Kegiatan ibadah dilaksanakan di ruang yang telah disediakan oleh pihak Rutan dengan suasana yang aman, tertib, dan penuh kekhusyukan. Seluruh rangkaian ibadah berlangsung dengan lancar serta tetap mengedepankan pengamanan sesuai prosedur yang berlaku.
Kepala Rutan Kudus, Anda Tuning Supiluhu, menyampaikan bahwa pemenuhan hak beribadah merupakan bagian dari komitmen dalam memberikan pelayanan yang adil dan humanis kepada seluruh warga binaan.
“Peringatan Jumat Agung dan Paskah ini menjadi momentum bagi warga binaan untuk memperkuat keimanan dan melakukan refleksi diri. Kami berkomitmen untuk terus menjamin hak beragama bagi seluruh warga binaan tanpa terkecuali, ” ujar Anda Tuning.

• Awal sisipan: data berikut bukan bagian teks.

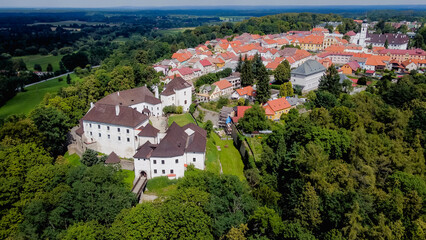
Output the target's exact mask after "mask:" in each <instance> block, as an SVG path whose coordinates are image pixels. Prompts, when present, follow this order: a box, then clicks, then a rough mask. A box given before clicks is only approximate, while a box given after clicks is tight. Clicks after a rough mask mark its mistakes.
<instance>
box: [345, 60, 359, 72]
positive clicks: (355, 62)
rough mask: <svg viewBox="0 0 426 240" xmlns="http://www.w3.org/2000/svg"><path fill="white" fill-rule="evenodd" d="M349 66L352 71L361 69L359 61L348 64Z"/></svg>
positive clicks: (356, 61)
mask: <svg viewBox="0 0 426 240" xmlns="http://www.w3.org/2000/svg"><path fill="white" fill-rule="evenodd" d="M347 64H348V66H349V67H350V68H351V69H352V71H356V70H358V68H361V67H360V66H359V64H358V62H357V61H352V62H348V63H347Z"/></svg>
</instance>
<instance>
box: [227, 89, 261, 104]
mask: <svg viewBox="0 0 426 240" xmlns="http://www.w3.org/2000/svg"><path fill="white" fill-rule="evenodd" d="M255 97H256V91H255V90H254V89H253V87H252V86H247V87H243V88H240V89H235V91H234V92H233V93H232V95H231V98H233V99H240V98H244V99H248V100H250V101H253V100H254V98H255Z"/></svg>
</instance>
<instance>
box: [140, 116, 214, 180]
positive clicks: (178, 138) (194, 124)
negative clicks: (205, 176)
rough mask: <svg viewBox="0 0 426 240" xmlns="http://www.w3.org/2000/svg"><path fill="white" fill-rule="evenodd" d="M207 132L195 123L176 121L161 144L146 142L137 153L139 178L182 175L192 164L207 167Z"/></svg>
mask: <svg viewBox="0 0 426 240" xmlns="http://www.w3.org/2000/svg"><path fill="white" fill-rule="evenodd" d="M206 136H207V132H206V131H205V130H204V129H202V128H200V127H198V126H196V125H195V124H193V123H190V124H187V125H185V126H183V127H180V126H179V125H177V124H176V123H173V124H172V125H171V126H170V127H169V128H168V129H167V131H166V134H165V136H164V137H163V138H161V140H160V141H159V143H158V144H155V143H151V142H150V141H147V142H145V143H144V144H143V145H142V146H140V147H139V148H138V149H137V152H136V153H135V155H134V156H133V158H134V166H135V177H136V178H138V177H139V176H140V175H141V174H143V175H146V176H147V178H148V179H150V178H154V177H158V176H167V177H169V178H181V177H183V176H184V173H185V170H186V168H187V166H188V165H190V164H192V165H194V167H195V168H198V169H201V170H204V162H205V158H206V142H207V139H206Z"/></svg>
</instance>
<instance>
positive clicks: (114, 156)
mask: <svg viewBox="0 0 426 240" xmlns="http://www.w3.org/2000/svg"><path fill="white" fill-rule="evenodd" d="M105 163H106V164H112V163H120V158H119V157H118V156H117V154H115V152H111V153H110V154H109V156H108V158H107V159H106V160H105Z"/></svg>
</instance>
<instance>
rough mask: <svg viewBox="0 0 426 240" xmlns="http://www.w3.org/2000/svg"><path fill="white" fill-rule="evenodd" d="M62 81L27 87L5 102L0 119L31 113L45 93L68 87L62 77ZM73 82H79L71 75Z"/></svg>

Lebih lanjut, beliau menegaskan bahwa kegiatan keagamaan memiliki peran penting dalam pembinaan kepribadian, sehingga diharapkan warga binaan dapat menjadi pribadi yang lebih baik dan siap kembali ke masyarakat.

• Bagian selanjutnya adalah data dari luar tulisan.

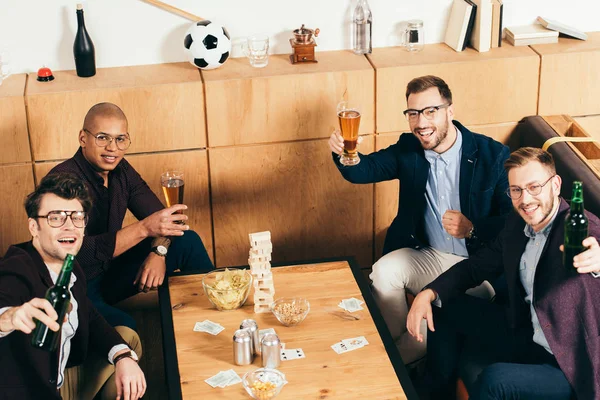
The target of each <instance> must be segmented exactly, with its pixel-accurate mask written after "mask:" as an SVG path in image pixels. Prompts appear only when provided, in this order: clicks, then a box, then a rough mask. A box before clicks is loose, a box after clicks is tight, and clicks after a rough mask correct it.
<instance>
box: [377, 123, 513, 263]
mask: <svg viewBox="0 0 600 400" xmlns="http://www.w3.org/2000/svg"><path fill="white" fill-rule="evenodd" d="M516 126H517V123H516V122H508V123H504V124H494V125H475V126H469V127H468V128H469V129H470V130H472V131H473V132H477V133H481V134H482V135H486V136H489V137H491V138H493V139H495V140H497V141H499V142H501V143H504V144H506V145H507V146H509V147H510V149H511V150H516V149H517V148H518V144H519V138H518V137H516V135H514V134H513V131H514V128H515V127H516ZM399 137H400V134H398V133H389V134H384V135H377V137H376V138H375V150H376V151H379V150H381V149H385V148H386V147H388V146H391V145H392V144H394V143H396V142H397V141H398V138H399ZM399 190H400V182H399V181H398V180H394V181H388V182H379V183H376V184H375V260H377V259H378V258H379V257H381V254H382V252H383V243H384V241H385V235H386V234H387V230H388V228H389V226H390V224H391V223H392V221H393V220H394V218H395V217H396V214H397V213H398V194H399Z"/></svg>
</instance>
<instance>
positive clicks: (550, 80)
mask: <svg viewBox="0 0 600 400" xmlns="http://www.w3.org/2000/svg"><path fill="white" fill-rule="evenodd" d="M532 48H533V49H534V50H535V51H536V52H537V53H538V54H539V55H540V57H541V59H542V66H541V75H540V95H539V96H540V97H539V99H540V102H539V109H538V114H540V115H553V114H568V115H589V114H600V103H599V102H598V92H599V91H600V74H599V73H598V69H599V65H600V32H591V33H589V34H588V40H586V41H581V40H577V39H569V38H559V42H558V43H556V44H545V45H534V46H532Z"/></svg>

Dengan terselenggaranya kegiatan ini, Rutan Kudus kembali menegaskan komitmennya dalam memberikan pelayanan yang humanis serta menghormati hak-hak dasar warga binaan, termasuk dalam menjalankan ibadah sesuai dengan keyakinannya. Seluruh kegiatan berlangsung dengan aman, tertib, dan kondusif.